Who’s keeping watch of the National Security Agency? In Congress, the answer in more and more cases is that the job is going to former lobbyists for NSA contractors and other intelligence community insiders.
A wave of recent appointments has placed intelligence industry insiders into key Congressional roles overseeing intelligence gathering. The influx of insiders is particularly alarming because lawmakers in Washington are set to take up a series of sensitive surveillance and intelligence issues this year, from reform of the Patriot Act to far-reaching “information sharing” legislation.
After the first revelations of domestic surveillance by NSA whistleblower Edward Snowden, President Obama defended the spying programs by claiming they were “subject to congressional oversight and congressional reauthorization and congressional debate.” But as Rep. Alan Grayson, D-Fla., and other members of Congress have pointed out, there is essentially a “two-tiered” system for oversight, with lawmakers and staff on specialized committees, such as the House and Senate committees on Intelligence and Homeland Security, controlling the flow of information and routinely excluding other Congress members, even those who have asked for specific information relating to pending legislation.
The Intercept reviewed the new gatekeepers in Congress, the leading staffers on the committees overseeing intelligence and surveillance matters, and found a large number of lobbyists and consultants passing through the revolving door between the intelligence community and the watchdogs who purportedly oversee the intelligence community. We reached out to each of them earlier this week and have yet to hear back:
House Intelligence Committee top staffer lobbied for intelligence contractors like Boeing
Jeff Shockey (s-3group.com)
Lead House overseer of information technology worked for the CIA
Will Hurd (AP)
Last year he advised an NSA contractor, this year he is a leader of Senate Intelligence Committee staff
Sen. Richard Burr, the North Carolina Republican who chairs the Senate Select Committee on Intelligence, appointed as the committee’s Deputy Staff Director Dr. Robert Kadlec, a consultant who earned $451,000 last year advising a number of intelligence-related companies, including Invincea, a DARPA project, and Scitor, a contractor to the NSA. Another recently minted Senate Intelligence Committee staffer is Matthew Pollard, who previously worked as a lobbyist for Orbital Sciences Corporation, a company that provides “space-based military and intelligence operations,” according to filings with the Securities and Exchange Commission. Intelligence Online, a trade publication for the intelligence industry, reported that DARPA contracts with Orbital to work on round-the-clock global imagery technology. Pollard is a bipartisan staff member, meaning he serves both the majority and minority members on the committee.
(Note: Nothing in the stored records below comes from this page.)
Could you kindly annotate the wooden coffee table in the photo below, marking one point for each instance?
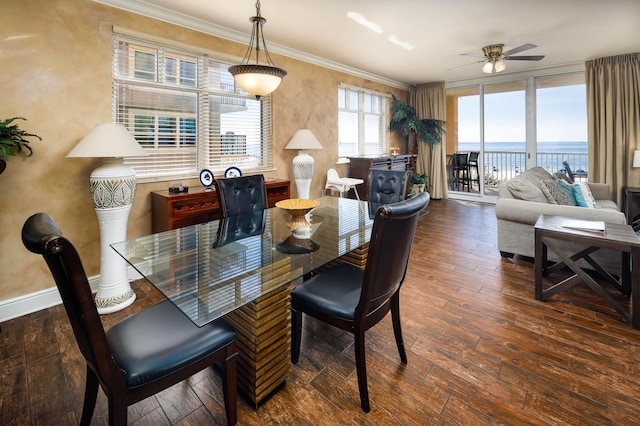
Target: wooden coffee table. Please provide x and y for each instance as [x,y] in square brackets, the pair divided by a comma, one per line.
[622,238]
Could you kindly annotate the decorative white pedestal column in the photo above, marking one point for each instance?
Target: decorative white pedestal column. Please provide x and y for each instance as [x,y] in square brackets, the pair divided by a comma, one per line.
[303,173]
[112,189]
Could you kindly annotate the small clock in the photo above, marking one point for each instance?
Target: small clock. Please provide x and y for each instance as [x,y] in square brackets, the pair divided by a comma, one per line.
[232,172]
[206,178]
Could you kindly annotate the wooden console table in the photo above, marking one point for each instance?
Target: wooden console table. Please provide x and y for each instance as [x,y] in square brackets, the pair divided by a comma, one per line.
[359,168]
[171,210]
[622,238]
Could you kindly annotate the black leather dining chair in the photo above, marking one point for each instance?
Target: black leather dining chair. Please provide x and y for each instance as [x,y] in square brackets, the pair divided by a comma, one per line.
[143,354]
[388,186]
[354,299]
[234,228]
[241,195]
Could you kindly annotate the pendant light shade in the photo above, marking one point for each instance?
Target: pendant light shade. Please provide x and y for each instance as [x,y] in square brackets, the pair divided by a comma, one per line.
[255,78]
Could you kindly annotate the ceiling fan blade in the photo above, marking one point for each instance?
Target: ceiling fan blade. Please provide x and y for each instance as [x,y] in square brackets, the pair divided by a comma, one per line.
[464,66]
[524,58]
[473,55]
[519,49]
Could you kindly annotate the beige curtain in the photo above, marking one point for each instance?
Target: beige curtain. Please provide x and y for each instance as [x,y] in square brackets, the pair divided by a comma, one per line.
[613,114]
[429,100]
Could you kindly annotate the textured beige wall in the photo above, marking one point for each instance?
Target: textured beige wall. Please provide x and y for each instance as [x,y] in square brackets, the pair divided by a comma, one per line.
[56,72]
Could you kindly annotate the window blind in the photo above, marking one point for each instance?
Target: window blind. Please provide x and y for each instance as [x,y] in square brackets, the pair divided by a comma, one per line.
[186,111]
[362,122]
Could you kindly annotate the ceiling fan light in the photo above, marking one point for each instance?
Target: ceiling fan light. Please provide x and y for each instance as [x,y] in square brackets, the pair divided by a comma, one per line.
[488,68]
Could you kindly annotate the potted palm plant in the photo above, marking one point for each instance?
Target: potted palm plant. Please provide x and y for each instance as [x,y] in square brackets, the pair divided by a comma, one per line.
[405,118]
[13,140]
[419,182]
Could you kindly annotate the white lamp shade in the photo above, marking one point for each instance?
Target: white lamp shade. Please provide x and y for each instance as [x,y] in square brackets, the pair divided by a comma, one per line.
[636,158]
[303,140]
[108,140]
[258,80]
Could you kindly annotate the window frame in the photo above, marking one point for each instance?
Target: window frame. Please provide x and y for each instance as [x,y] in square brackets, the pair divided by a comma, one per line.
[176,92]
[363,114]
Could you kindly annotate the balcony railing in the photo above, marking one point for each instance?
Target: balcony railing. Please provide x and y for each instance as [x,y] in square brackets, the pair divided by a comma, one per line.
[501,165]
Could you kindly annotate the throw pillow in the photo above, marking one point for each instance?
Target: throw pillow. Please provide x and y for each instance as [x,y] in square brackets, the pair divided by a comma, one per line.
[555,194]
[540,173]
[562,176]
[523,188]
[568,189]
[583,196]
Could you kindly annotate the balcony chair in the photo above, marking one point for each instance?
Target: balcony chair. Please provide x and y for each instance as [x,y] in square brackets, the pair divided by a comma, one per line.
[573,175]
[355,300]
[460,169]
[241,195]
[342,185]
[143,354]
[473,170]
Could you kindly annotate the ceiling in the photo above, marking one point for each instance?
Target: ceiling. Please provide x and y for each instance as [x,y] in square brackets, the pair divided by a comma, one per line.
[565,31]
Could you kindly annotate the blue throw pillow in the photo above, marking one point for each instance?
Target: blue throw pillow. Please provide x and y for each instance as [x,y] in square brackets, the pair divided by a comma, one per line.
[568,189]
[583,196]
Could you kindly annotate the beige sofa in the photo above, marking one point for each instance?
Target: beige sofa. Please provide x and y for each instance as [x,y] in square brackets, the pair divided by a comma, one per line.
[522,200]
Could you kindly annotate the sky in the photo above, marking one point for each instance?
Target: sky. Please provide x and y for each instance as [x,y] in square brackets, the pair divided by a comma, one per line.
[561,116]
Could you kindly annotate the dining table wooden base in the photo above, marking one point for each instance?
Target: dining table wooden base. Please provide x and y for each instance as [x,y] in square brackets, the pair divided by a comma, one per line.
[263,330]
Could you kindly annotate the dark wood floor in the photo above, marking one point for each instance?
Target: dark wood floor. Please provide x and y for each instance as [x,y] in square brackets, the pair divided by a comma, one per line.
[481,350]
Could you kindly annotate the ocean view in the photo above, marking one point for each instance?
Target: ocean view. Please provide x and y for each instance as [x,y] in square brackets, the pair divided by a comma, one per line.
[555,147]
[503,160]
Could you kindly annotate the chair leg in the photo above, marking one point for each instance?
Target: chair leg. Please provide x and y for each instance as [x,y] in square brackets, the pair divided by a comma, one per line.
[397,327]
[296,335]
[90,395]
[117,410]
[229,386]
[361,370]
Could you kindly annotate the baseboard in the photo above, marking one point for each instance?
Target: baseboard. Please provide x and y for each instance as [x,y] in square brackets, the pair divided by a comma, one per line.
[43,299]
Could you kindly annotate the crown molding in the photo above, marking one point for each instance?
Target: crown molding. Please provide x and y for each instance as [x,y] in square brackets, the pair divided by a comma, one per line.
[141,7]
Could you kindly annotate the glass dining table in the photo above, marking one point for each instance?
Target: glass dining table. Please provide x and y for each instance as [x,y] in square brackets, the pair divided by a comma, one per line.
[242,268]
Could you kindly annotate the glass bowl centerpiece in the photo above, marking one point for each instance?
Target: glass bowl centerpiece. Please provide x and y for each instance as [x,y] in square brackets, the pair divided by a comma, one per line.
[298,208]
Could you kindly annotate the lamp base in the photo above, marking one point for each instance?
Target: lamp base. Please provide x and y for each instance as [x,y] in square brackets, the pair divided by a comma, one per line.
[112,190]
[303,173]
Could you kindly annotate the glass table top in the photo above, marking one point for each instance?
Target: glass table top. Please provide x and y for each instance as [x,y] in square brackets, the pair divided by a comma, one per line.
[210,269]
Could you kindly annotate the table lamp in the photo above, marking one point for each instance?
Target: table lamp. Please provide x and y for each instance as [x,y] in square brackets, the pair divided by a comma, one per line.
[112,187]
[303,140]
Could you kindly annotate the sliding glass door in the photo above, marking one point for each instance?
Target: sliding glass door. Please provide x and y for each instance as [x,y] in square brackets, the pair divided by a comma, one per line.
[513,125]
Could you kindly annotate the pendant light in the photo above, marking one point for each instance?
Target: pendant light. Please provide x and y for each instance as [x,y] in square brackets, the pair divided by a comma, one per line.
[256,79]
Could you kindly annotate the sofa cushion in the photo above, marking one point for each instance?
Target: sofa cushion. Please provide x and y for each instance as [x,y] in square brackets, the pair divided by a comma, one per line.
[583,196]
[555,194]
[562,176]
[526,186]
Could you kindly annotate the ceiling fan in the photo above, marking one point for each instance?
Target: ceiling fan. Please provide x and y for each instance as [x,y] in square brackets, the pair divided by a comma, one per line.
[494,57]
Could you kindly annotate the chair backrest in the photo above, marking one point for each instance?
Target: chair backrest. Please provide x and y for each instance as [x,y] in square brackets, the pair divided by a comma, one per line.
[388,186]
[241,195]
[41,235]
[332,175]
[234,228]
[460,161]
[568,170]
[389,248]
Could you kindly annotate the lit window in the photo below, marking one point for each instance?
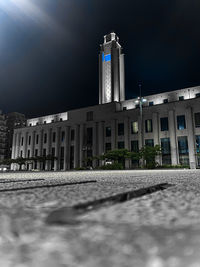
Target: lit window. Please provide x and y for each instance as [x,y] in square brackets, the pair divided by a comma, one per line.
[151,103]
[197,119]
[148,126]
[89,116]
[181,98]
[45,138]
[134,146]
[121,145]
[62,136]
[72,134]
[183,150]
[149,142]
[120,129]
[108,57]
[166,151]
[164,124]
[37,139]
[107,147]
[108,131]
[134,127]
[198,143]
[181,122]
[54,137]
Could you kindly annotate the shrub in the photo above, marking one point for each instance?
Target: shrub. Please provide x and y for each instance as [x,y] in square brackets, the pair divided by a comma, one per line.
[113,166]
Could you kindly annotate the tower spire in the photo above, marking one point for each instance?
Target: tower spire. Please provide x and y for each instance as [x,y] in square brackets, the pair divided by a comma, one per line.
[111,70]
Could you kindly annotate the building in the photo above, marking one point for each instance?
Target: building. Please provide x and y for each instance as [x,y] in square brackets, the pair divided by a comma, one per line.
[13,120]
[2,136]
[171,119]
[7,124]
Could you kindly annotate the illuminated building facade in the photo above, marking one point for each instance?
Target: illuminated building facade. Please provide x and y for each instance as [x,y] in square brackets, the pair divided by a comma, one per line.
[170,119]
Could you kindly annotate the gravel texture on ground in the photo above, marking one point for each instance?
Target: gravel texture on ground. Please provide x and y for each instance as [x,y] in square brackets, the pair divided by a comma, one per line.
[161,229]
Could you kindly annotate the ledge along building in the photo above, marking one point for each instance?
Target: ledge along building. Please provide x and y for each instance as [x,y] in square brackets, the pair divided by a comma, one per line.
[170,119]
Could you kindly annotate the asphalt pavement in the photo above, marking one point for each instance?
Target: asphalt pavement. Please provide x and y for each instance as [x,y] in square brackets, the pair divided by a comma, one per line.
[100,219]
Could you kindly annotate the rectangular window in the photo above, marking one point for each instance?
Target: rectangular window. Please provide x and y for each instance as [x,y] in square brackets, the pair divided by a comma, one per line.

Former defense- and cybersecurity-industry staffers lead staffers at Homeland Security committees
Jena Baker McNeill (chertoffgroup.com)
Lead House cybersecurity watchdog was lawyer for private spying firm and major defense contractor
John Ratcliffe (AP)
Lobbyist influence is a particularly sensitive issue when it comes to intelligence committees, since those committees oversee secret “black budgets” in which money is disbursed with greatly reduced public oversight. The potential for self dealing is significant; former Rep. Randy “Duke” Cunningham, R-Calif., was caught accepting bribes to essentially earmark government contracts into a black budget.
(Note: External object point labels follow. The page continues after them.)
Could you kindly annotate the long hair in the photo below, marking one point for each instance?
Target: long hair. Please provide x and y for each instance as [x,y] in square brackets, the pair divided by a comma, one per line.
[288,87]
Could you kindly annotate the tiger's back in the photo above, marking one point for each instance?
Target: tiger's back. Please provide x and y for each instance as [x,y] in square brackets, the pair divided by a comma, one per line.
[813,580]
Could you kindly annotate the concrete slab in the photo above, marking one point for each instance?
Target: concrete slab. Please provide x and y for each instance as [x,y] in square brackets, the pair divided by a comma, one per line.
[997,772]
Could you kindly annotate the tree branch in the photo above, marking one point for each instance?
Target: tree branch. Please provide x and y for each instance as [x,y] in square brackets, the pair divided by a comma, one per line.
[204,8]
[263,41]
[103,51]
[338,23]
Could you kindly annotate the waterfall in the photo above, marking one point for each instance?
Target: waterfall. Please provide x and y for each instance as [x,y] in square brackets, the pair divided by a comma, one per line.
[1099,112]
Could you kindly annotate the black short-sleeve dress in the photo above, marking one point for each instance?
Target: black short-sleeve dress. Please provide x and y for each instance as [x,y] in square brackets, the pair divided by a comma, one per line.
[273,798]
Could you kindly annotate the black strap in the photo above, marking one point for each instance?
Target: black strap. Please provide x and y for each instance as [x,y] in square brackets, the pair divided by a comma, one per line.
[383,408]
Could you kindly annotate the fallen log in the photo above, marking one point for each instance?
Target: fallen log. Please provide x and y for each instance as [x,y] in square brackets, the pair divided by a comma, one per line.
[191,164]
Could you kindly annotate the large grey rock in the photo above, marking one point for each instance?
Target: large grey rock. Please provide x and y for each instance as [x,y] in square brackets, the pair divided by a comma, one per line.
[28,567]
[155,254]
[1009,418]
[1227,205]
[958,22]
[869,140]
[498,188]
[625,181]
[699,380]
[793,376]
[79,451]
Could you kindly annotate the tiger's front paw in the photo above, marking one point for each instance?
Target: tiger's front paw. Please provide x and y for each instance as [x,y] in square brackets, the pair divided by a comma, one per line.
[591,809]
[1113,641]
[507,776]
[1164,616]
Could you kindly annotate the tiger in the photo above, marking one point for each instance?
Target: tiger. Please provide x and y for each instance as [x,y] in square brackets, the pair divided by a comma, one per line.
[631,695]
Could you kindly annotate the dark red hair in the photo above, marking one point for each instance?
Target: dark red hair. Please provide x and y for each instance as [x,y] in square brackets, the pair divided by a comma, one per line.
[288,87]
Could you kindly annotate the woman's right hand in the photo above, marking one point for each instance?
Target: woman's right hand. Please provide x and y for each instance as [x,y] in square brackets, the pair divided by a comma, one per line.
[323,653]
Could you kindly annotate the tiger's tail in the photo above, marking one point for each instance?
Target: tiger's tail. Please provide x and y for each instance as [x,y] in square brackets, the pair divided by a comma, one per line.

Democrats have appointed fewer lobbyists to power for intelligence-related committees in recent years, but have not been immune to similar influence-peddling scandals concerning defense contracts. Former House Intelligence Chairman Rep. Silvestre Reyes, D-Tex., raised $50,000 in campaign cash from a lobbying shop called the PMA Group just before earmarking defense contract funds to PMA Group clients. The PMA Group’s founder, Paul Magliocchetti, was later convicted for making false statements and making illegal campaign donations.
But lobbyist control over the House and Senate intelligence and homeland security committees may have a profound impact on a range of surveillance issues debated by Congress this year, including the Cybersecurity Information Sharing Act and the Patriot Act.
“This is an extreme case of an industry capturing the legislative committees that oversee the industry,” says Craig Holman, a lobbying and government ethics expert at Public Citizen, an advocacy group with a strong focus on corporate accountability. “While the reverse revolving door, in which industry moves their lobbyists and executives into the government committees and agencies that regulate the industry, is disturbingly commonplace in most sectors, this sounds like the cybersecurity industry has a lock on the relevant congressional committees.”